To know what’s necessary, of course, you have to know not only what you can do, but what your opponent can do. In this regard, Re;ACT is much more approachable than something like the exquisite-but-inscrutable Sakura Arms. There are only four distinct cards in each character’s deck. Play two or three rounds against someone and you’ll have seen all of the tools in the toolbox. You never know what cards the other player has available to them, and you never know when they are or aren’t going to play them, but you have a sense of what’s possible. Two twenty-minute matches with the same two characters is enough for both players to be making fully-informed choices.
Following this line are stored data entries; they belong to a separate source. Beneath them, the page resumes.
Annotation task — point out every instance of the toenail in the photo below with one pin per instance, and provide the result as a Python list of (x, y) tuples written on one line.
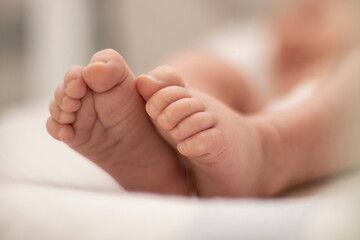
[(181, 147), (163, 118), (70, 84), (61, 134), (152, 77), (150, 108)]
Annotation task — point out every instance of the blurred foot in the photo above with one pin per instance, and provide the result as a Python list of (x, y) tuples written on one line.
[(98, 112), (223, 150)]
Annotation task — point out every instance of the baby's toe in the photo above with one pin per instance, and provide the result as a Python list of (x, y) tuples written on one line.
[(178, 111), (59, 131), (192, 125), (74, 85), (157, 79), (106, 69), (66, 103), (202, 143), (163, 98), (59, 115)]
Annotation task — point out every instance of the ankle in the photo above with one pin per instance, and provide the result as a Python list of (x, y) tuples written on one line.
[(274, 177)]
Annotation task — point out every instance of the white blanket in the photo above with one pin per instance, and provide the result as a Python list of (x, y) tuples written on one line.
[(50, 192)]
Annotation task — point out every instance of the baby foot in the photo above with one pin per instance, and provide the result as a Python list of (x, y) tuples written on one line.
[(98, 112), (224, 151)]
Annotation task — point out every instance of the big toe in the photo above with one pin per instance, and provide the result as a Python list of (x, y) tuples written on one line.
[(106, 69), (161, 77)]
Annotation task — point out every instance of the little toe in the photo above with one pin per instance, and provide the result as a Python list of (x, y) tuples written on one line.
[(157, 79), (59, 115), (192, 125), (106, 69), (163, 98), (74, 85), (66, 103), (178, 111), (59, 131), (202, 143)]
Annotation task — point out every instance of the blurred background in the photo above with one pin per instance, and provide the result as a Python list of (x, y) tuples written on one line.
[(40, 39)]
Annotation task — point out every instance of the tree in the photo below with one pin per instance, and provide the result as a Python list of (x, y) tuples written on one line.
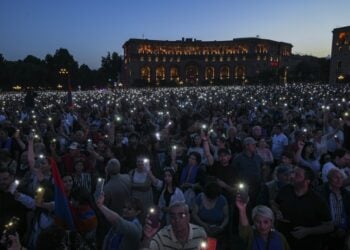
[(62, 59)]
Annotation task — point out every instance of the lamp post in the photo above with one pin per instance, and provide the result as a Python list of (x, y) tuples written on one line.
[(65, 74)]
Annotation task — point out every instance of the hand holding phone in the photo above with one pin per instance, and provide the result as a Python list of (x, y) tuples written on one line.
[(146, 164), (153, 216), (243, 191), (99, 187), (13, 187)]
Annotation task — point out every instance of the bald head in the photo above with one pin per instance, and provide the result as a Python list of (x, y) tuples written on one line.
[(113, 167)]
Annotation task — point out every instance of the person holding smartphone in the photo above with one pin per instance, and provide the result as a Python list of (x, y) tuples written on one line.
[(142, 180), (126, 230), (262, 234)]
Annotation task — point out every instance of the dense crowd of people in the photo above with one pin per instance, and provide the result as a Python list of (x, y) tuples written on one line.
[(230, 167)]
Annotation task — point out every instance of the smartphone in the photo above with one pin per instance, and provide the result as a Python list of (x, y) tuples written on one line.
[(205, 129), (99, 187), (146, 164), (243, 192), (11, 229), (39, 196), (203, 245), (153, 215), (13, 186)]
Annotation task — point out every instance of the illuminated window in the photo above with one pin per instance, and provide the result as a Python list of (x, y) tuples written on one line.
[(174, 73), (146, 73), (192, 73), (239, 72), (209, 73), (224, 73), (160, 73)]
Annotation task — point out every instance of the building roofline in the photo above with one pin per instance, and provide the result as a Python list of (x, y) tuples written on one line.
[(345, 28), (195, 41)]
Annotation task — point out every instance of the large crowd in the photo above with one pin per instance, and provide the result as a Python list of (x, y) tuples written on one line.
[(221, 167)]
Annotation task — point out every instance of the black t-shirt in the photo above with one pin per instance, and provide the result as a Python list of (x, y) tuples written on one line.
[(308, 210)]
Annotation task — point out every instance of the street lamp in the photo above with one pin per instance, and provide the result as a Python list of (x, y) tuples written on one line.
[(63, 71)]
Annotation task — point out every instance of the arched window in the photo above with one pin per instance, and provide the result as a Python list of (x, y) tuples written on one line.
[(209, 73), (239, 72), (174, 73), (224, 73), (160, 73), (192, 73), (146, 73)]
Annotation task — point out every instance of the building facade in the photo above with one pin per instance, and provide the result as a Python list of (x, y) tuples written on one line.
[(191, 61), (340, 58)]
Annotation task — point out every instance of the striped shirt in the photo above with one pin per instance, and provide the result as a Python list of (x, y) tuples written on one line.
[(165, 239)]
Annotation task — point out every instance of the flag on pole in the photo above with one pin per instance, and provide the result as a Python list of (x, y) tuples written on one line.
[(63, 212), (69, 95)]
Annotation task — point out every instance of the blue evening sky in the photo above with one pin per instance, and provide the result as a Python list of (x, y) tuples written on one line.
[(91, 28)]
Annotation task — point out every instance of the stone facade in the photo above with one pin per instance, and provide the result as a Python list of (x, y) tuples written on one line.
[(340, 59), (191, 61)]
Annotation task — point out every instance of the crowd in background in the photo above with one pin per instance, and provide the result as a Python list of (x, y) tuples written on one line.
[(242, 167)]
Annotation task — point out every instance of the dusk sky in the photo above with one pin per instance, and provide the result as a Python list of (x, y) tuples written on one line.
[(90, 28)]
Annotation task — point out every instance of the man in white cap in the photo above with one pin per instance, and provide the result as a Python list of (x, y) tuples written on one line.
[(247, 166)]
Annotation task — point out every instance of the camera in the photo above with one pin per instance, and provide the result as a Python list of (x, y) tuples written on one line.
[(146, 164), (154, 217), (11, 229), (99, 187), (243, 191)]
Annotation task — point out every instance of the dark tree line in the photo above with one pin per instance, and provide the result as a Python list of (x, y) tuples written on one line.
[(47, 73)]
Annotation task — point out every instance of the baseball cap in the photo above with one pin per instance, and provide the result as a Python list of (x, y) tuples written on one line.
[(249, 140), (284, 169), (74, 145)]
That’s pretty cool.
The Re;SPICE of Re;LIFE
As your familiarity with the game grows, the provided characters introduce enough mechanical variety to keep things interesting. Great care has gone into crafting each of Re;ACT’s Artists so that their strengths and weaknesses combine to make each matchup feel distinct. Some of the characters don’t even use cards; the Animator and the Sculptor use entirely different systems.
Despite the care in the design, and the excellence of the action system, there’s something about Re;ACT that doesn’t quite gel with me. I can’t put my finger on it. Even after having figured out the pace of play the design seems to want, I was left feeling overly constrained by the card economy. It may be that the existence of the Chain makes me want to play card after card, the promise of the premise wanting every round to unfurl in a series of combos. That game would likely be a nightmare, and it would certainly reward skilled play less, so I’m not sure I’d want that either, but. I dunno.
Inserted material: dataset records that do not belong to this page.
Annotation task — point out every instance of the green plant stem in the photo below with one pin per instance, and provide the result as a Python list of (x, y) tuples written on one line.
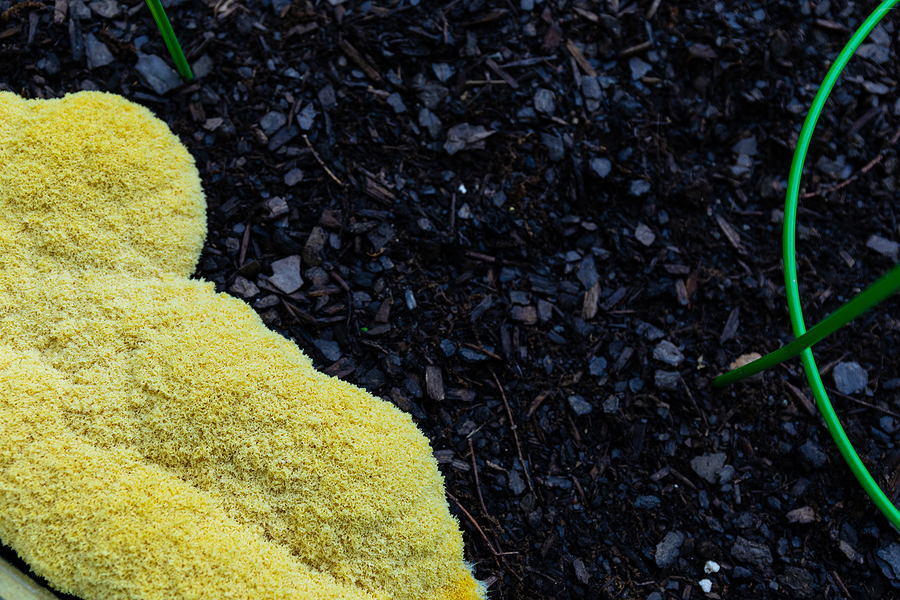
[(863, 301), (165, 28), (790, 268)]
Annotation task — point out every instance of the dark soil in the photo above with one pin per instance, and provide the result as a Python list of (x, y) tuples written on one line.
[(513, 295)]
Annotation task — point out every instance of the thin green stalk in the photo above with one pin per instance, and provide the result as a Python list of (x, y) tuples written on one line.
[(790, 269), (863, 301), (165, 28)]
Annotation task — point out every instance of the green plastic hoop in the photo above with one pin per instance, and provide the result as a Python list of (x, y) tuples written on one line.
[(790, 268)]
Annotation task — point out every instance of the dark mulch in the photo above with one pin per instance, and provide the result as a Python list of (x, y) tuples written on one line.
[(515, 292)]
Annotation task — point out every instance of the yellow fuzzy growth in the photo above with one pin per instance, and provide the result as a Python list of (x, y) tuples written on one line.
[(156, 440)]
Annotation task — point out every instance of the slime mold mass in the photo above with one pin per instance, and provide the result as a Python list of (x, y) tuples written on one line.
[(156, 440)]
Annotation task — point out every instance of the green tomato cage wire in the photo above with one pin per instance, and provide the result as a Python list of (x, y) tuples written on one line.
[(865, 300)]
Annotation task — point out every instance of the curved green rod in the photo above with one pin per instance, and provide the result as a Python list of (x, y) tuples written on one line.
[(790, 268), (862, 302), (165, 28)]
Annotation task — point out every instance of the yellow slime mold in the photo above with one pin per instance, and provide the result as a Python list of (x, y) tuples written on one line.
[(156, 440)]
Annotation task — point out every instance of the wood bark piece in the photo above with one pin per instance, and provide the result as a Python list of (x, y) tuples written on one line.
[(361, 62), (580, 59)]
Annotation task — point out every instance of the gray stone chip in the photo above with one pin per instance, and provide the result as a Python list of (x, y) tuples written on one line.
[(157, 74)]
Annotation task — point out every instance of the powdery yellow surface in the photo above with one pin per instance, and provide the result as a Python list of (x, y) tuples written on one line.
[(156, 440)]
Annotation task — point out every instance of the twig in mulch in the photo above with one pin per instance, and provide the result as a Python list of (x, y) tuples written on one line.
[(862, 403), (498, 556), (803, 398), (477, 482), (837, 580), (319, 160), (694, 402), (855, 176), (512, 425), (477, 527), (244, 242), (827, 368)]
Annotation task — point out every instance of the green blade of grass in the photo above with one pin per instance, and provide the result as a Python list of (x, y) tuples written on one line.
[(165, 28)]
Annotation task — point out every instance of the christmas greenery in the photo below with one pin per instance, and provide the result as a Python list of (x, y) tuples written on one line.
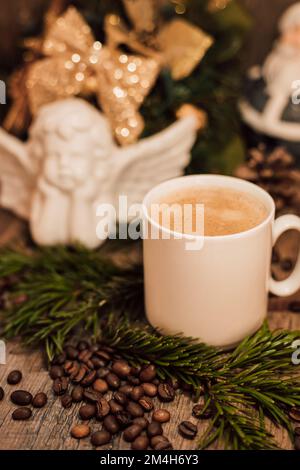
[(51, 294)]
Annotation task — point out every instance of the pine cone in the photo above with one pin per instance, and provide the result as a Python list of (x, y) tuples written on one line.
[(275, 172)]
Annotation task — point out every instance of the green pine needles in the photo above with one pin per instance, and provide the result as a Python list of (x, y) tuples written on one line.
[(51, 294)]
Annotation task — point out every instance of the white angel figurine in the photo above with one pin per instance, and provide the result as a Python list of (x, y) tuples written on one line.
[(70, 164)]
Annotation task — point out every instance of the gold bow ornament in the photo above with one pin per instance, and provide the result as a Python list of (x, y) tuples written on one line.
[(74, 63)]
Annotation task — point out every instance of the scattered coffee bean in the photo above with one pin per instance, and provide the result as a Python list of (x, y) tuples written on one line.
[(148, 374), (100, 438), (141, 421), (79, 431), (103, 408), (286, 264), (121, 368), (89, 379), (135, 409), (187, 430), (115, 406), (297, 443), (87, 411), (66, 401), (82, 345), (60, 385), (77, 393), (126, 389), (161, 415), (56, 372), (111, 424), (132, 432), (124, 418), (113, 380), (140, 443), (166, 392), (294, 414), (100, 385), (102, 372), (21, 413), (294, 306), (136, 393), (21, 397), (71, 352), (14, 377), (39, 400), (149, 389), (154, 429), (146, 403)]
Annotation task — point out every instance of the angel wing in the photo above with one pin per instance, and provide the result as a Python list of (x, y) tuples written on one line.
[(140, 167), (16, 175)]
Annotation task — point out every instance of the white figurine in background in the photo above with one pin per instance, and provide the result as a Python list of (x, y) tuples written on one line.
[(70, 164)]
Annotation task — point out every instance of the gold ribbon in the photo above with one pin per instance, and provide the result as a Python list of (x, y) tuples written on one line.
[(74, 63)]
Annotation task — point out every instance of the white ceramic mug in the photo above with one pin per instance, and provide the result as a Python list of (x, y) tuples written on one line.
[(219, 293)]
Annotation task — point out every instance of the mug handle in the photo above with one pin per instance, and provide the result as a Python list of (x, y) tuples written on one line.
[(290, 285)]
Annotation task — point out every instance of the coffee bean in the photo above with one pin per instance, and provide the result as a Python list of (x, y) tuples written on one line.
[(103, 408), (102, 373), (187, 430), (294, 414), (140, 443), (21, 414), (100, 438), (148, 374), (77, 394), (154, 429), (21, 397), (39, 400), (297, 443), (294, 306), (89, 378), (100, 385), (80, 375), (79, 431), (135, 409), (297, 431), (161, 415), (113, 380), (87, 411), (115, 406), (121, 398), (66, 401), (286, 264), (166, 392), (14, 377), (82, 345), (121, 368), (142, 421), (59, 359), (149, 389), (199, 412), (92, 395), (97, 362), (124, 418), (111, 424), (60, 385), (136, 393), (55, 372), (132, 432), (146, 403), (126, 389), (71, 352)]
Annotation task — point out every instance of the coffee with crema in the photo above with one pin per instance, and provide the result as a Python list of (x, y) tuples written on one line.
[(226, 211)]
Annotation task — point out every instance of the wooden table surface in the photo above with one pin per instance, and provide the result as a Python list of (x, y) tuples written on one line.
[(49, 428)]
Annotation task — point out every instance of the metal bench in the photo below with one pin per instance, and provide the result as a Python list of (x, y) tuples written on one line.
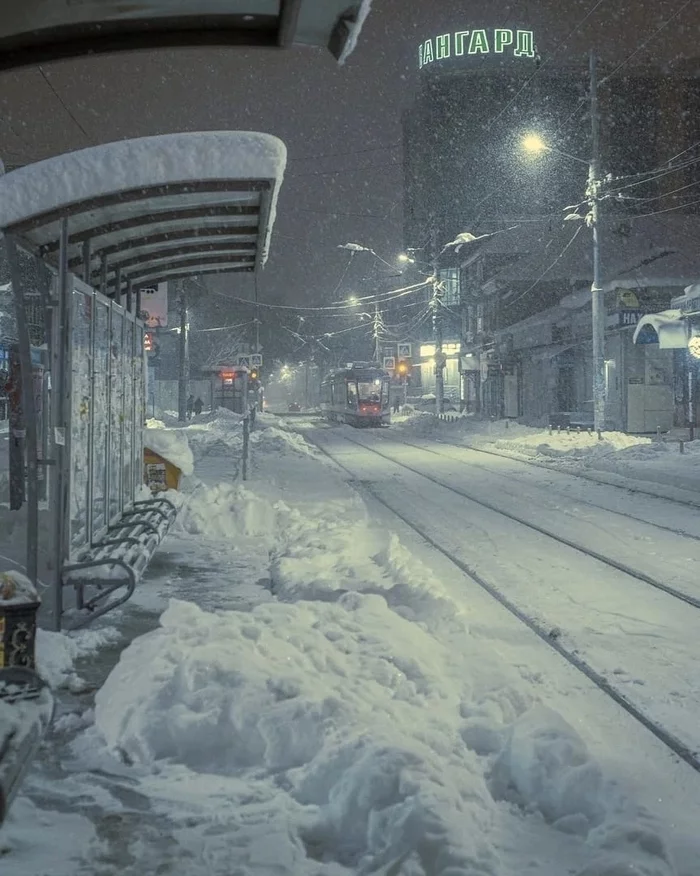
[(26, 712), (118, 561)]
If I think about Sakura Arms or Guilty Gear: Strive, games in which pulling off a hit or a dodge feels immensely satisfying, and then I think about Re;ACT, I don’t get that same feeling of joy. It feels remarkably dry. I’m still figuring out why. It may be that the feeling of tension is placed away from where I instinctively want it to be focused. The drama is in playing a card and not knowing if your opponent will respond. The execution of your moves out on the board feels a bit like an afterthought. Across a few plays, I haven’t clapped with joy, exhaled in relief, or whooped with excitement at an unexpected outcome.
Re;ACT has already found and will continue to find an impassioned and devoted following. This is beautiful art, great production, and a killer system. For myself, I like it fine, and I’d be happy to play it with anyone who suggested it. But I don’t see myself leading with it during game nights. I like a punishing game, but I haven’t found this one quite worth the squeeze.